2010-06-09
UN DÉBAT PERTINENT SUR LA FIN DE VIE À l’AQDR

Le 25 mai, l’Association québécoise de défense des droits des personnes retraitées et préretraitées (AQDR) de Laval a tenu un débat entre experts, le dernier volet de sa réflexion publique sur la fin de vie et le droit de mourir dans la dignité.
La journaliste Ariane Émond a animé un débat empreint de respect et d’intérêt mutuel devant plus de 165 personnes, rassemblées à la Place ds Aînés de Laval.
Le panel était composé de Jean-Pierre Ménard, avocat spécialisé depuis plus de 25 ans en responsabilité médicale, Marcel J. Mélançon, professeur et chercheur en bioéthique à l’Université du Québec à Chicoutimi et du docteur Yves Robert, secrétaire du Collège des médecins du Québec.
Le débat a débuté quelques minutes après le lancement des documents officiels de la consultation itinérante sur le droit de mourir dans la dignité, organisée par le gouvernement du Québec à l’automne 2010. Chaque panelliste y est d’abord allé de sa présentation.
Premier à lancer les discussions, Marcel J. Mélançon a exposé le contexte socio-culturel et les concepts fondamentaux de fin de vie, en plus d’aborder l’épineuse question de l’éthique. Le professeur n’a pas hésité à inscrire le sujet sensible de l’arrêt de traitement, du suicide assisté et de l’euthanasie dans un contexte historique. «Ce sera un choix de société où les citoyens auront la possibilité de faire un choix individuel», d’affirmer M. Mélançon.
Pour sa part, Yves Robert a insisté sur l’impasse exprimée par le Collège des médecins. Lorsque confronté à la mort, pour des gens de tous âges, des personnes cancéreuses, accidentées ou âgées, le médecin conserve depuis toujours la même obligation: maintenir la vie à tout prix.
«Ultimement, la décision de fin de vie appartient au patient et son médecin. D’ordinaire, le patient dit à son médecin: j’ai peur de souffrir et que ce soit intolérable. Le médecin lui répond: je vais t’accompagner et nous allons faire ce chemin ensemble. Il faudra entre autres savoir si l’on veut mettre de l’avant une éthique de vie ou une éthique de soins», de souligner M. Robert.
De son côté, Jean-Pierre Ménard a noté que le Barreau fera connaître sa position vers la fin de l’été.
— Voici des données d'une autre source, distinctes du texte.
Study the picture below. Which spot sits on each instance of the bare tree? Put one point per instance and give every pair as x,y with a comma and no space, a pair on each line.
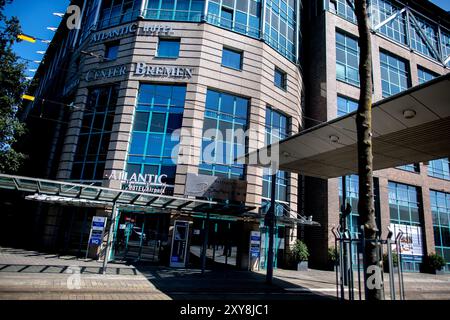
366,207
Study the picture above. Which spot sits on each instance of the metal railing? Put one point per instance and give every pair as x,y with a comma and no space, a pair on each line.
345,267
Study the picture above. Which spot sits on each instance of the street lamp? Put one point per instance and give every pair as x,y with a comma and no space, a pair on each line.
28,38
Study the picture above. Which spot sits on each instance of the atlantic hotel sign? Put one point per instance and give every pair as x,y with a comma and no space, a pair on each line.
146,30
141,69
174,72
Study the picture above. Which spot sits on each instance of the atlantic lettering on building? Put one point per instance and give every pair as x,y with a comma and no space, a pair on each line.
100,74
147,70
148,29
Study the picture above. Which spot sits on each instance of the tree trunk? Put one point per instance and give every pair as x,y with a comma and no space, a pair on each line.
366,207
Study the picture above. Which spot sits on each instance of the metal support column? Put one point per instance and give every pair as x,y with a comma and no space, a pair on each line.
205,243
114,214
270,223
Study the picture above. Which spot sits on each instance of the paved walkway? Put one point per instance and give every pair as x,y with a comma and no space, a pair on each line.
33,275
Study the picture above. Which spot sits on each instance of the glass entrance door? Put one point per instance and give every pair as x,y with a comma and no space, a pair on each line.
278,246
139,237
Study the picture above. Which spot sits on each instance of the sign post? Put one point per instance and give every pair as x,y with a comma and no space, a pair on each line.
254,250
178,253
96,233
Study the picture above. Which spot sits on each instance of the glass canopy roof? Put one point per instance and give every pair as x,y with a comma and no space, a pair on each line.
67,193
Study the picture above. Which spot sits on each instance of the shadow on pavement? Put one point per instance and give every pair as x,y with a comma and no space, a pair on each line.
191,284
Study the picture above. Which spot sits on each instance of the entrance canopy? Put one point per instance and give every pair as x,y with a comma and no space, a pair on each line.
410,127
66,193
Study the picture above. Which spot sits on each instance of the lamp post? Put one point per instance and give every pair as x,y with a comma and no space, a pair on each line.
269,222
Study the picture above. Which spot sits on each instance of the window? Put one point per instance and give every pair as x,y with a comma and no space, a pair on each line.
395,28
158,114
114,12
347,58
345,10
417,41
180,10
346,105
226,17
168,48
410,167
111,51
95,133
232,59
440,210
280,79
394,74
280,27
404,207
276,129
439,169
413,29
425,75
225,116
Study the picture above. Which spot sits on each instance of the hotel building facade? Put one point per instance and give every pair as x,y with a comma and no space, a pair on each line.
140,86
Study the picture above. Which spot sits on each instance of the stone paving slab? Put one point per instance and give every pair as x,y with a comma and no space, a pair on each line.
31,275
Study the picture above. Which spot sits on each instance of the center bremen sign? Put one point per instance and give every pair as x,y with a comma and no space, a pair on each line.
150,30
143,69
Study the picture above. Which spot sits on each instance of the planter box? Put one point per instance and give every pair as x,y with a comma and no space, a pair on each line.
438,272
302,266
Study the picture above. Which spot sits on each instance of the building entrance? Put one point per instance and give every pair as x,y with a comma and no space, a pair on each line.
222,242
140,237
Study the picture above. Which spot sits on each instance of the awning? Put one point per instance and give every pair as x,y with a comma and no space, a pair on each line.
410,127
72,194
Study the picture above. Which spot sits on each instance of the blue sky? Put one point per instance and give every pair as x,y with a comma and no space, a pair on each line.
35,16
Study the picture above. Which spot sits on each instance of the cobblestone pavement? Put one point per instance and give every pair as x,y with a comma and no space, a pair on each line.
33,275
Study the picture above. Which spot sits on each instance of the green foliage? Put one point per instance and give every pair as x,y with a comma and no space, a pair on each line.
12,86
434,262
300,251
394,260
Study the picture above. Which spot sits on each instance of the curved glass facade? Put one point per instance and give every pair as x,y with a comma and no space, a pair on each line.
402,25
243,16
274,21
158,115
175,10
280,27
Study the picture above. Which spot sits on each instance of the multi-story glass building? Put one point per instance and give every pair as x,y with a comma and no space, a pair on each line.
154,87
409,47
151,87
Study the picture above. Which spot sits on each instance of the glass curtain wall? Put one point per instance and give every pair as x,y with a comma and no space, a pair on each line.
242,16
114,12
440,209
95,133
154,143
405,206
175,10
276,129
407,28
225,116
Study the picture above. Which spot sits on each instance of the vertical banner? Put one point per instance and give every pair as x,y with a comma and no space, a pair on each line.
411,245
180,238
97,231
255,250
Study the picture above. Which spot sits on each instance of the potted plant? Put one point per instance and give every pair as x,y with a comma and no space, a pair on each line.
300,255
394,256
333,257
434,263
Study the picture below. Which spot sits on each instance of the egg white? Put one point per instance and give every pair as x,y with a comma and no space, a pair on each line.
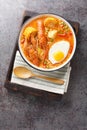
62,46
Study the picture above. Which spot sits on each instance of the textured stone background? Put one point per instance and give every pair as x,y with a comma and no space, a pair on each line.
28,112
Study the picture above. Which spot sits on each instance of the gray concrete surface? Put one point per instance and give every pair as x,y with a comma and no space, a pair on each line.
28,112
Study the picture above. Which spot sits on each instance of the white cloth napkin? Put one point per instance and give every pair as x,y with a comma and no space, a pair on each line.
42,84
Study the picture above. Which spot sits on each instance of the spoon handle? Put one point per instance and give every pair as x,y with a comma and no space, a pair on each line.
54,80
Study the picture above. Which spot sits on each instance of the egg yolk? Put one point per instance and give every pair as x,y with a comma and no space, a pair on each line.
58,56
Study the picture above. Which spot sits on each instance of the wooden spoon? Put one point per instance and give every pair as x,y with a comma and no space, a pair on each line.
22,72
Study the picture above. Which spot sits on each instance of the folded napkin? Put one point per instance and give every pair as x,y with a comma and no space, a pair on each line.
37,83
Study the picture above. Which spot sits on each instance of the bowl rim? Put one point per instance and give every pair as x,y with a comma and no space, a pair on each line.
34,66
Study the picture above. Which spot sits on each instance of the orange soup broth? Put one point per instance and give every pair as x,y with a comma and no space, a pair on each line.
68,37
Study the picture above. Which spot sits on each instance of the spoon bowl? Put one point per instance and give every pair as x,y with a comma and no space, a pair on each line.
24,73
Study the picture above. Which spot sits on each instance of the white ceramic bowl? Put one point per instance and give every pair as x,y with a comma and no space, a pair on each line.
34,66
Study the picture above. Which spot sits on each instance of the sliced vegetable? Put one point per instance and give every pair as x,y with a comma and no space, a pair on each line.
52,34
50,22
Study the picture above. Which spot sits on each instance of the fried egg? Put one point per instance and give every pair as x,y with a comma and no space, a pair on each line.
58,51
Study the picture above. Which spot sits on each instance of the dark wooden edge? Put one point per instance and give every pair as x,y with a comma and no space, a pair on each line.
25,89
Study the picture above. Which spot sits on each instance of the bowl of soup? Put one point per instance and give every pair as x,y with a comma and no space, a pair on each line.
47,42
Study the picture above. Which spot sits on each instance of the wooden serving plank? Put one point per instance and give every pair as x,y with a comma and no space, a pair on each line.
25,89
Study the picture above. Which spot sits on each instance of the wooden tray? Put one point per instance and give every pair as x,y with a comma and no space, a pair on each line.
28,90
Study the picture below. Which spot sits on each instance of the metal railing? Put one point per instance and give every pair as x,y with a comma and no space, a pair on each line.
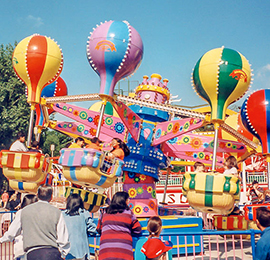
208,245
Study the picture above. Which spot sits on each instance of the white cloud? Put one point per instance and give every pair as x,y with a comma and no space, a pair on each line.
36,21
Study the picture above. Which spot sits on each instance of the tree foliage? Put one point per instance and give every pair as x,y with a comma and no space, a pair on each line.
14,110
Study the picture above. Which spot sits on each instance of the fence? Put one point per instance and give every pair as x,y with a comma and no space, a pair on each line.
208,245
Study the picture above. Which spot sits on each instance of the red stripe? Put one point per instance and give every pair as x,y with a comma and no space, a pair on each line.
36,59
10,160
25,161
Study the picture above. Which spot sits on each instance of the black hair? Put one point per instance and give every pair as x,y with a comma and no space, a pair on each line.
122,145
154,226
263,216
45,192
198,164
79,139
118,203
20,134
231,162
74,203
35,144
28,199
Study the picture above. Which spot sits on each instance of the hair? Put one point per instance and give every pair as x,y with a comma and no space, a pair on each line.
95,139
263,216
45,192
20,134
154,226
79,139
74,203
254,182
122,145
28,199
231,162
198,164
35,144
118,203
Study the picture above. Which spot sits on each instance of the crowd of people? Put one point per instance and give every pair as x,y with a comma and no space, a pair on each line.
41,231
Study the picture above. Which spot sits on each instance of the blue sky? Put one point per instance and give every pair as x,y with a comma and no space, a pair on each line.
175,35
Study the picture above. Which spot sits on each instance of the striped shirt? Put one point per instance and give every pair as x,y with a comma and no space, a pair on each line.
116,240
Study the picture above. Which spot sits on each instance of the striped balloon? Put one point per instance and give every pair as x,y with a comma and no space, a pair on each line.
56,89
114,50
38,61
255,115
221,76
L’avocat bien connu a relevé des principes fondamentaux inscrits dans la loi, dont celui de l’intégrité du corps ou de ne pouvoir être soumis à des soins sans y avoir consenti, soit l’inviolabilité de la personne. Sans oublier le droit de prendre ainsi une décision irraisonnable ou une mauvaise décision pouvant créer sa mort
«C’est clair qu’il faut améliorer les droits des patients dans un cadre de fin de vie, notamment dans les soins palliatifs, où c’est un peu n’importe quoi en ce moment», d’observer M. Ménard, après avoir rappelé au passage les dates historiques de la décriminalisation du suicide et de l’avortement.
Par la suite, le débat a fait place aux préoccupations du public. Les échanges ont porté principalement sur la situation en Belgique et aux Pays-Bas, où l’euthanasie est légalisée en certaines circonstances, sur l’approche du Québec en matière de soins palliatifs, ainsi que les risques de dérapage (ex: eugénisme) dans l’application d’une nouvelle démarche sur le plan des décisions de fin de vie.
Deux premières rencontres
Mentionnons finalement que le 26 janvier dernier, plus de 115 personnes s’étaient réunies pour entendre Isabelle Marcoux, psychologue et chercheure au Département de psychologie de l’Université du Québec à Montréal, expliquer les différents concepts de décision de fin de vie, afin d’en améliorer la compréhension et leur portée.
Le 8 avril, 60 de ces personnes avaient poursuivi l’exercice lors d’ateliers sur l’euthanasie et la fin de vie. Elles ont alors partagé en ateliers, leurs points de vue, développé et mis en commun leurs réflexions.
Le débat du 25 mai était le dernier événement qui conduira l’AQDR à préparer un mémoire et à en faire la présentation à la consultation itinérante sur le droit de mourir dans la dignité, organisée par le gouvernement du Québec à l’automne 2010, avait déclaré en ouverture Laurent Guay, président de l’AQDR Laval.